Pronto: Easy and Fast Persistence for Volatile Data Structures



- Hide Paper Summary
Paper Title: Pronto: Easy and Fast Persistence for Volatile Data Structures
Link: https://dl.acm.org/doi/10.1145/3373376.3378485
Year: ASPLOS 2020
Keyword: NVM; Pronto; Logical Logging



Back

Highlights:

  1. Semantics logging, or logical logging, has the benefit of very little logging data overhead, and very weak write ordering. Only the method identifier and arguments are saved to the log, instead of every data update. Persistence can also be moved to the background, since data updates will never have write ordering with logs (only control path is ordered with log persistence).

  2. The observation on linearizability is interesting, because log entries are stored linearlly. If a method requires time travel in serialization order, then the method’s log entry will have to be inserted into the stream of the log, requiring shifting of existing entries.

Questions

  1. op_commit() should be the point that log entries are generated and persisted, rather than op_begin(), since log entries must be written in one of the the valid serialization orders.
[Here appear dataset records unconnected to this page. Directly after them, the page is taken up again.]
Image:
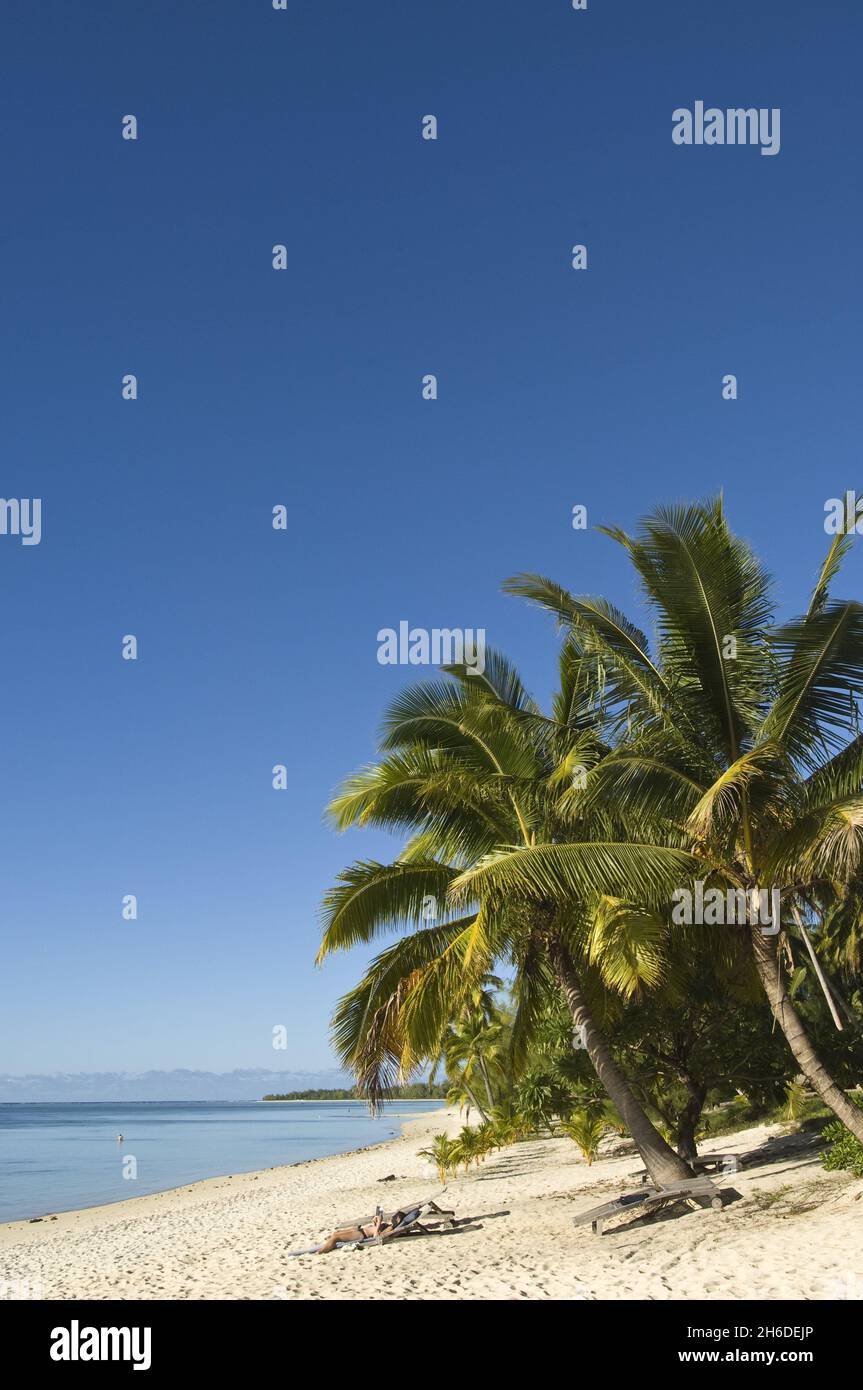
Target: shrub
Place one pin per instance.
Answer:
(845, 1151)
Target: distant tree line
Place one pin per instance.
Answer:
(416, 1091)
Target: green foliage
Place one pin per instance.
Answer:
(444, 1154)
(845, 1151)
(587, 1129)
(412, 1091)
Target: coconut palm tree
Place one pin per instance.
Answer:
(470, 767)
(734, 741)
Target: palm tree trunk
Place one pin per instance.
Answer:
(688, 1118)
(770, 973)
(662, 1162)
(473, 1101)
(485, 1080)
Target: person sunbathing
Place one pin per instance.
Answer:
(380, 1226)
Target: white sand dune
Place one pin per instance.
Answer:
(795, 1232)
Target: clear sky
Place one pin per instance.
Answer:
(303, 387)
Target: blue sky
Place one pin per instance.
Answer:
(303, 388)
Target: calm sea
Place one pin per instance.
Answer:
(59, 1157)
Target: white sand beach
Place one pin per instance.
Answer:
(792, 1233)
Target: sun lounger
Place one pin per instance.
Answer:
(651, 1200)
(724, 1164)
(406, 1225)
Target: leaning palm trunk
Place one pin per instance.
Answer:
(770, 973)
(660, 1159)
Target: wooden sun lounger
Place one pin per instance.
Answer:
(724, 1164)
(409, 1225)
(651, 1200)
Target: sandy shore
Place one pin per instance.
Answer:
(794, 1232)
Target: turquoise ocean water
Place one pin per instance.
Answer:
(57, 1157)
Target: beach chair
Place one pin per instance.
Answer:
(723, 1164)
(649, 1200)
(409, 1223)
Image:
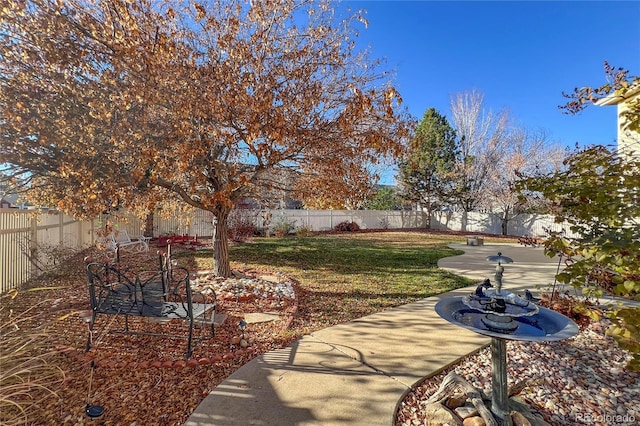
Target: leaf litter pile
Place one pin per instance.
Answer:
(139, 380)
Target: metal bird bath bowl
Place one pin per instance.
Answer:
(504, 316)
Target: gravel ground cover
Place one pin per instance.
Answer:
(578, 381)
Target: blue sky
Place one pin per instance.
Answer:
(520, 55)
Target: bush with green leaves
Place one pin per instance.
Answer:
(598, 194)
(27, 373)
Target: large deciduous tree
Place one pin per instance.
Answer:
(425, 173)
(126, 103)
(492, 150)
(598, 194)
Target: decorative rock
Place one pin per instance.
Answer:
(437, 414)
(474, 421)
(519, 420)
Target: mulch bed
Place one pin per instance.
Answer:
(139, 380)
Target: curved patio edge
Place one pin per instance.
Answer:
(356, 373)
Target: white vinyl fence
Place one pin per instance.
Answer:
(26, 236)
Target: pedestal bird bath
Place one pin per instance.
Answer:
(503, 316)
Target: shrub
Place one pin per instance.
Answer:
(347, 226)
(26, 371)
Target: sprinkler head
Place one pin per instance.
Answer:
(94, 411)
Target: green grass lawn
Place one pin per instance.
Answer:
(346, 276)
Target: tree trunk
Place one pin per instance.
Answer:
(221, 264)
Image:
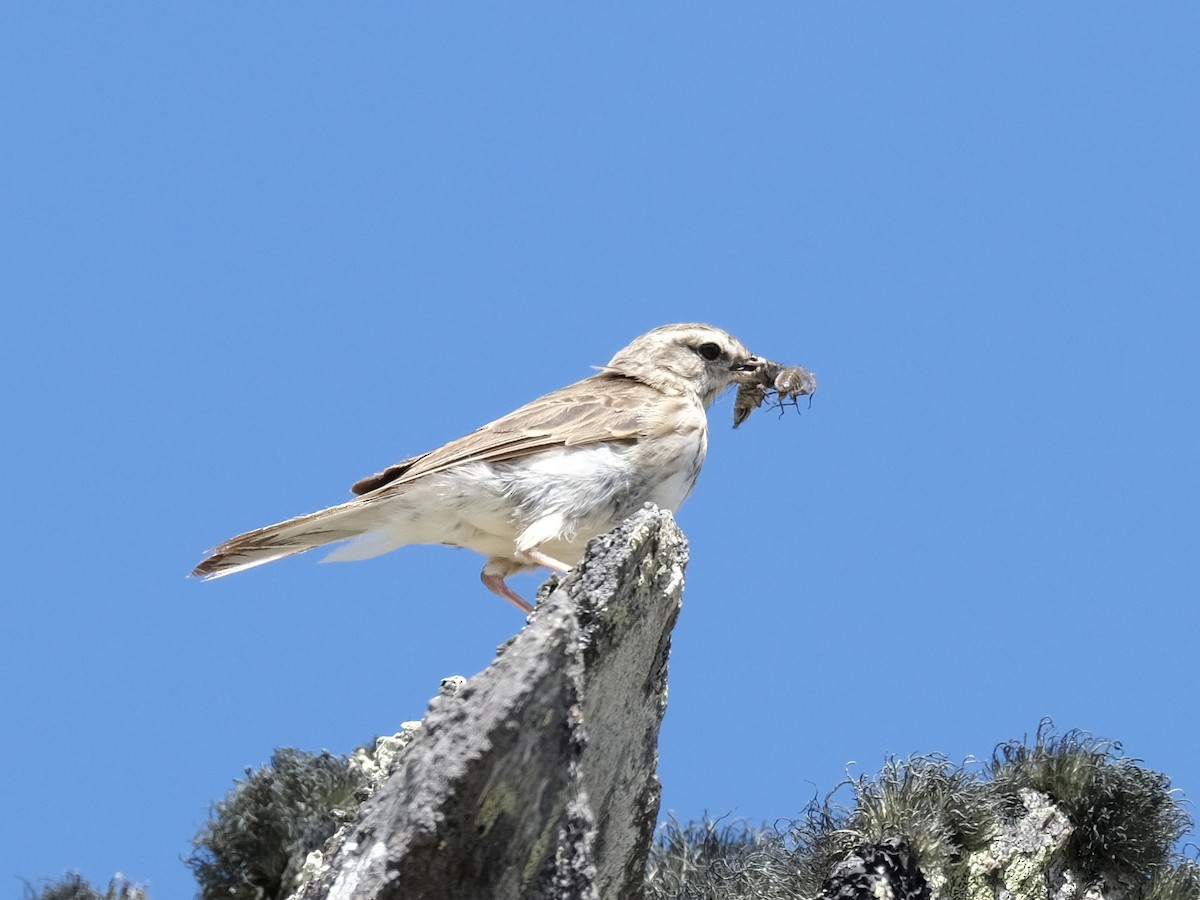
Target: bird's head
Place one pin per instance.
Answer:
(687, 358)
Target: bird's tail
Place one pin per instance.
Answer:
(264, 545)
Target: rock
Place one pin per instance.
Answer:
(535, 778)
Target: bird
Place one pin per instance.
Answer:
(531, 489)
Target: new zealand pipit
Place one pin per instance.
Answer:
(529, 490)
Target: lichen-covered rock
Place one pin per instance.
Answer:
(535, 778)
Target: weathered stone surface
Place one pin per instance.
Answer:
(537, 778)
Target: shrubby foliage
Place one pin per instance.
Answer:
(259, 835)
(924, 810)
(1126, 822)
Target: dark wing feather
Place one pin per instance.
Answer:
(587, 412)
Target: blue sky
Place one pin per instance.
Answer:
(253, 253)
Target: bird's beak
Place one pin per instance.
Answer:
(747, 367)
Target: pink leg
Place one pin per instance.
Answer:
(538, 558)
(493, 576)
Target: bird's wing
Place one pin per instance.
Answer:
(587, 412)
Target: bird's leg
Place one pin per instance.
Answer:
(537, 557)
(493, 575)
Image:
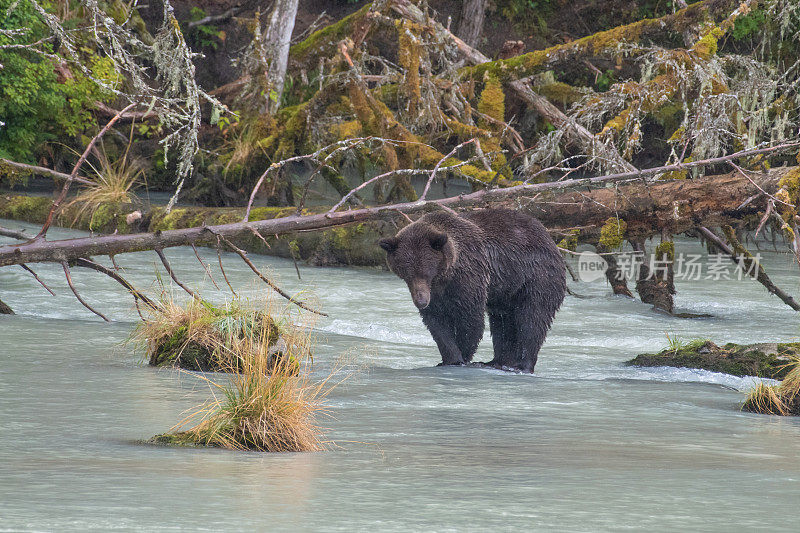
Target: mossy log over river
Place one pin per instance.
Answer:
(663, 206)
(768, 360)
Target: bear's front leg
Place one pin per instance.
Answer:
(444, 334)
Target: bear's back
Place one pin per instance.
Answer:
(519, 250)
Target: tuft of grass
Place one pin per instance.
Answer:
(268, 403)
(674, 343)
(114, 184)
(782, 399)
(197, 335)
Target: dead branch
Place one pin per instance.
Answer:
(4, 232)
(22, 168)
(172, 275)
(205, 266)
(77, 295)
(737, 253)
(213, 19)
(42, 283)
(439, 164)
(265, 279)
(222, 269)
(65, 189)
(706, 206)
(86, 263)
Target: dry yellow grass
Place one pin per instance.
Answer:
(114, 184)
(782, 399)
(197, 335)
(268, 404)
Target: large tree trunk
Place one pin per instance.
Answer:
(669, 206)
(279, 39)
(471, 26)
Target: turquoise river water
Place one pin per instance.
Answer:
(585, 444)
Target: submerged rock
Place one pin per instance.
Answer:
(768, 360)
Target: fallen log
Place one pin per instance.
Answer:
(648, 209)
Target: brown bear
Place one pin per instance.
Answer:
(458, 267)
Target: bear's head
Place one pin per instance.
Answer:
(420, 255)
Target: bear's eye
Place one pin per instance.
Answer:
(438, 241)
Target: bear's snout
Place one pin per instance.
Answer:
(420, 293)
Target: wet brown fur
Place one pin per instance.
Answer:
(458, 267)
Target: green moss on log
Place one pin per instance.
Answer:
(767, 360)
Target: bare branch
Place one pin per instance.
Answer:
(86, 263)
(172, 275)
(265, 279)
(439, 164)
(42, 283)
(205, 266)
(78, 296)
(5, 232)
(212, 19)
(739, 255)
(222, 269)
(44, 171)
(65, 189)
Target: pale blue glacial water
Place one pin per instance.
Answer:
(585, 444)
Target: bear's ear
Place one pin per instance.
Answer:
(389, 244)
(438, 241)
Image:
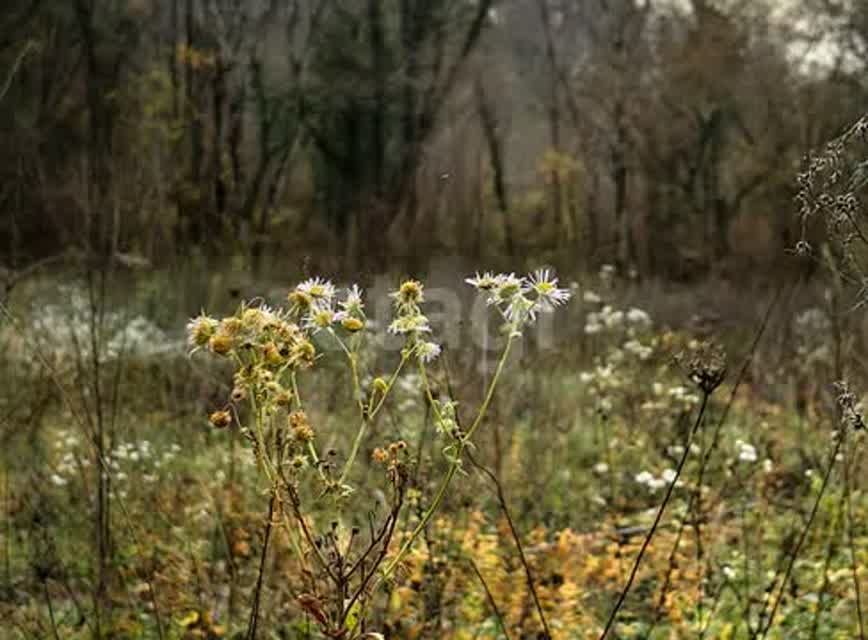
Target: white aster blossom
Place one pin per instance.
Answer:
(428, 351)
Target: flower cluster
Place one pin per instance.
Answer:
(521, 299)
(411, 323)
(125, 460)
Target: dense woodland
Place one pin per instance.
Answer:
(661, 136)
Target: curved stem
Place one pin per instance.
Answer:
(623, 595)
(453, 468)
(363, 427)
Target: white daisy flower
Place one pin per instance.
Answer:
(549, 295)
(319, 289)
(428, 351)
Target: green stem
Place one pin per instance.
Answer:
(453, 468)
(363, 427)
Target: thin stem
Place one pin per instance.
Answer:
(853, 559)
(490, 597)
(669, 491)
(254, 613)
(50, 609)
(363, 427)
(762, 631)
(453, 468)
(501, 498)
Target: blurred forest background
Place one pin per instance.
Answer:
(659, 136)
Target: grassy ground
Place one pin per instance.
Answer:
(763, 534)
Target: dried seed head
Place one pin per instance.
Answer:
(352, 324)
(381, 385)
(705, 365)
(220, 419)
(851, 411)
(409, 294)
(300, 427)
(272, 354)
(221, 343)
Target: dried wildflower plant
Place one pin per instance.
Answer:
(832, 187)
(271, 349)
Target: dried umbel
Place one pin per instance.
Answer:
(831, 187)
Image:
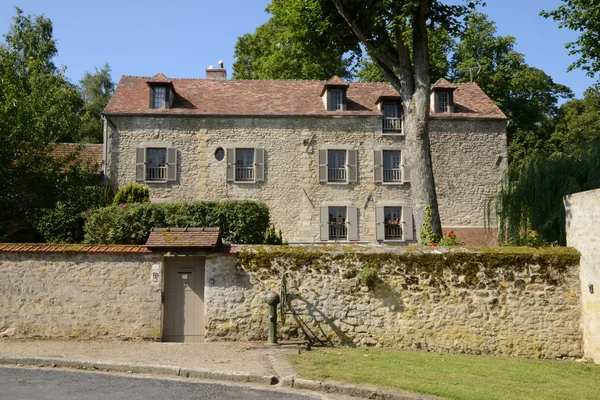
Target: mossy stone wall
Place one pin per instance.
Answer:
(503, 301)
The order can only be determined when the serialization point is attained, e.g. after all locks are acquired in 2PL or after the write set is locked in OCC. If persistence begins at op_begin(), it is still unknown the ordering of the log entry, since two concurrent operations sharing at least one lock in the 2PL example will race on op_begin(), but not race on op_commit(). Even in the example of concurrent unordered_set given in the paper, it is possible that operation A executes op_begin() first, but acquires lock L later, while operation B executes op_begin() after A, but acquires the lock earlier. In this example, the ordering of the two log entries (A > B) are, in fact, inconsistent with their logical ordering (B > A).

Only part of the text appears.